Cultureel-etnische en religieuze diversiteit in de inburgeringscursus: De representatie van de Nederlandse samenleving in de lesmethode ‘Welkom in Nederland: Kennis van de Nederlandse Maatschappij voor het inburgeringsexamen’
Summary
Naast het leren van de Nederlandse taal worden inburgeraars verplicht kennis te hebben van, onder andere, de gewoonten en gebruiken in de Nederlandse samenleving. Deze kennis wordt inburgeraars onder andere bijgebracht door middel van lesmethodes die zich richten op de verwerving van kennis van de Nederlandse maatschappij.
In dit onderzoek is uit de verschillende beschikbare methodes de laatste editie van de lesmethode ‘Welkom in Nederland: Kennis van de Nederlandse Maatschappij voor het inburgeringsexamen’ (Gathier 2015) gekozen als onderzoeksobject. Bij aanvang van het onderzoek was dit namelijk de enige lesmethode die was aangepast aan de herziene eindtermen voor het inburgeringsexamen KNM .
De statistische cijfers over de samenstelling van de Nederlandse bevolking volgens het CBS laten zien dat de samenleving bestaat uit cultureel etnisch diverse groepen. De vraag is dan welke gewoonten en gebruiken van welke etnische groepen worden gerepresenteerd in het lesmateriaal KNM voor inburgeraars. Anders gezegd, wordt er in het lesmateriaal rekening gehouden met de diversiteit die er in de maatschappij aanwezig is?
Er kan geconstateerd worden dat de aanwezigheid van diversiteit in de Nederlandse samenleving wordt benoemd. Er is echter een verschil tussen het aangeven dat niet iedereen alles hetzelfde doet en het expliciteren van die verschillen. In de lesmethode is voor het overgrote deel voor de eerste aanpak gekozen. Hoewel er wordt aangegeven dat niet iedereen alles hetzelfde doet, is er dus wel een keuze gemaakt om de gewoontes en gebruiken van een bepaalde groep wel expliciet te benoemen en die van anderen achterwege te laten.
Uit de analyse blijkt dat de aandacht voornamelijk wordt gelegd op de grootste groepen, op een representatie van de meerderheid. De genoemde gewoonten roepen voornamelijk associaties met een autochtone Nederlandse bevolking of ‘de traditioneel ingezetenen’ op.
Dat wil zeggen dat voornamelijk de mainstream wordt gerepresenteerd en dat heeft tot gevolg dat andere groepen, ofwel microculturen, gemarginaliseerd worden, zoals Banks (2006) het noemt. Dit wordt bevestigd door de conclusies met betrekking tot de aanwezigheid van een onzichtbaarheidsbias. Hiervan is sprake wanneer bepaalde groepen uit de maatschappij of bepaalde gebeurtenissen niet worden besproken in bijvoorbeeld lesmateriaal (Sadker en Sadker, 2001). Feestdagen en gewoonten en gebruiken van bepaalde minderheden hebben geen plaats in het lesmateriaal.

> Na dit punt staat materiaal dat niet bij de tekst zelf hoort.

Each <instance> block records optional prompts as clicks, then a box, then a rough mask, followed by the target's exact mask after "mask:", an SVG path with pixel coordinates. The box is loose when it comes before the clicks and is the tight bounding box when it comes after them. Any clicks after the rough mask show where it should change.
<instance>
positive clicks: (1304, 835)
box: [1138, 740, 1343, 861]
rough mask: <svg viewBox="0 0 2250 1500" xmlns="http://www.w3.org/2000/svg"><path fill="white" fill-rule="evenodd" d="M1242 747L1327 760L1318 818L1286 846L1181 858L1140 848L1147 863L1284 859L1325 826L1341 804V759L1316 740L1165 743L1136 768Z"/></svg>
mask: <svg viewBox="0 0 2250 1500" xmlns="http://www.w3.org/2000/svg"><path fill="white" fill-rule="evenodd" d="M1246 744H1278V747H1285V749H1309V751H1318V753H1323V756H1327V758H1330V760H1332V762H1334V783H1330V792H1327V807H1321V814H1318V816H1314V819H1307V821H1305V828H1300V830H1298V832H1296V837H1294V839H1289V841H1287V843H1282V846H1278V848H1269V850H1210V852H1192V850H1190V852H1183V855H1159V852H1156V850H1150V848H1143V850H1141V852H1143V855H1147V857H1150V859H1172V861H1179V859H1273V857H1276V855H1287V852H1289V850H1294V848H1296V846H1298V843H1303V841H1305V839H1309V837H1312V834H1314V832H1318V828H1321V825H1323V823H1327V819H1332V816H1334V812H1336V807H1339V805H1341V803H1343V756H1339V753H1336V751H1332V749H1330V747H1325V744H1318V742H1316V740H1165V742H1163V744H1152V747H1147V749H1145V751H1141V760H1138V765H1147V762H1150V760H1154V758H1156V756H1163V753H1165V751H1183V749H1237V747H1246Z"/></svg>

Zoals de lesmethode nu is vormgegeven ligt het doel van inburgering niet bij interactie tussen verschillende groepen en het besef dat iedereen een aandeel heeft in die cultuur, maar bij assimilatie aan een mainstream cultuur. In plaats van het cultiveren van een nationale identiteit waarmee iedereen zich verbonden voelt, zullen mensen die zich niet tot de mainstream rekenen het gevoel hebben dat de hegemoniale cultuur vooral wordt gecreëerd door anderen die hun ervaringen niet kennen of begrijpen.